Nigeria Deposit Insurance Corporation (NDIC) pays between ₦2 million and ₦5 million as deposit insurance to customers of liquidated banks, Managing Director Thompson Oludare Sunday told the House Committee on Insurance and Actuarial Matters during 2026 budget defence.

NDIC
House Spokesperson Akin Rotimi Jr sought details on depositor entitlements, citing Heritage Bank’s June 2024 collapse and public concerns over financial confidence.
Sunday explained NDIC’s mandate: banks pay risk-based premiums (now under 1%, down from 15/16 of 1%) to guarantee deposits. Coverage is ₦5 million for deposit money banks, primary mortgage banks (PMBs), and microfinance banks (MMOs); ₦2 million for other financial institutions.
Using BVN, NDIC auto-pays guaranteed sums without visits for amounts up to the limit. For Heritage, post-revocation, NDIC liquidated assets—selling buildings, recovering loans, realizing investments—and paid a second ₦24.63 billion dividend on January 6.

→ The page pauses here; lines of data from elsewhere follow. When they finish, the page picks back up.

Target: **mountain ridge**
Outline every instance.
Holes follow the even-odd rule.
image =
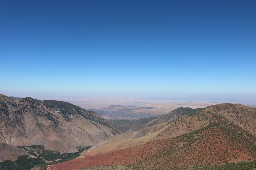
[[[208,169],[229,163],[255,161],[255,116],[256,108],[229,103],[213,105],[170,122],[126,133],[133,137],[144,131],[138,138],[123,140],[121,136],[128,135],[118,135],[112,137],[120,136],[119,140],[92,148],[84,153],[85,158],[54,166],[63,169],[99,165]]]
[[[0,94],[0,141],[63,151],[123,132],[93,112],[67,102]]]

“Anything above ₦5 million or ₦2 million depends on recoveries,” Sunday said, noting ongoing asset sales and debt chases.
Committee Chairman Ahmed Jaha Babawo commended the clarity, noting the limit rose from ₦500,000 to ₦5 million recently. Over 90% of Heritage depositors got insured sums in under four days, meeting International Resolution Deposit (IRD) standards.
Babawo added liquidation dividends would be discussed in executive session.